Twoje orzeczenie lekarskie już do niczego. Będziesz musiał dostać nowe; koszt - jakieś 100-150zł.
Do zobaczenia |
|
|
ernest |
Wysłany: Sob 11:08, 22 Sie 2009 Temat postu: |
|
Dziękuję Ci Marcinie za powitanie i zaproszenie na lotnisko, napewno skorzystam, może nawet już jutro? Skaczecie w niedzielę? Mam jeszcze jedno pytanie, orientuje się ktoś czy orzeczenie o zdolności do wykonywania skoków na jakiś termin przydatności do spożycia? Mam orzeczenie komisji wojskowej o zdolności do wykonywania skoków spadochronowych, także wg. przepisów obowiązujących w lotnictwie cywilnym, jest ono z kwietnia 99'. Fakt , że zawsze można zrobić nowe badania, ale skoro te były by jeszcze ważne to można zaoszczędzić zarówno czas jak i pieniądze...

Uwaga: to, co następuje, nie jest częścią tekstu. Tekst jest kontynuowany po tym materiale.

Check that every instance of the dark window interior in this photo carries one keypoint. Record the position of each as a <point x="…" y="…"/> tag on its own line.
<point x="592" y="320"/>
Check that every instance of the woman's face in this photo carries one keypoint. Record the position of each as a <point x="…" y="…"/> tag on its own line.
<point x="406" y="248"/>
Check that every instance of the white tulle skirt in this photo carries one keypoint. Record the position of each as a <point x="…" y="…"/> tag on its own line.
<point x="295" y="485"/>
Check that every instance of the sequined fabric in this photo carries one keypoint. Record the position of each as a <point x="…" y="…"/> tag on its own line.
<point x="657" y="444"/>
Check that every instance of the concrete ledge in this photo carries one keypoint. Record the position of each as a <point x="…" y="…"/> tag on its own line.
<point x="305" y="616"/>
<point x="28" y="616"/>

Jeszcze raz witam wszystkich i pozdrawiam
Jarek |
|
|
marcin |
Wysłany: Sob 0:18, 22 Sie 2009 Temat postu: |
|
cześć Ernest!
Wątek powitalny jakoś dotąd nie miał powodzenia, ale, ma się rozumieć, wszystkich na forum witamy serdecznie.
W sprawie dopisania starych skoków muszą wypowiedzieć się instruktorzy.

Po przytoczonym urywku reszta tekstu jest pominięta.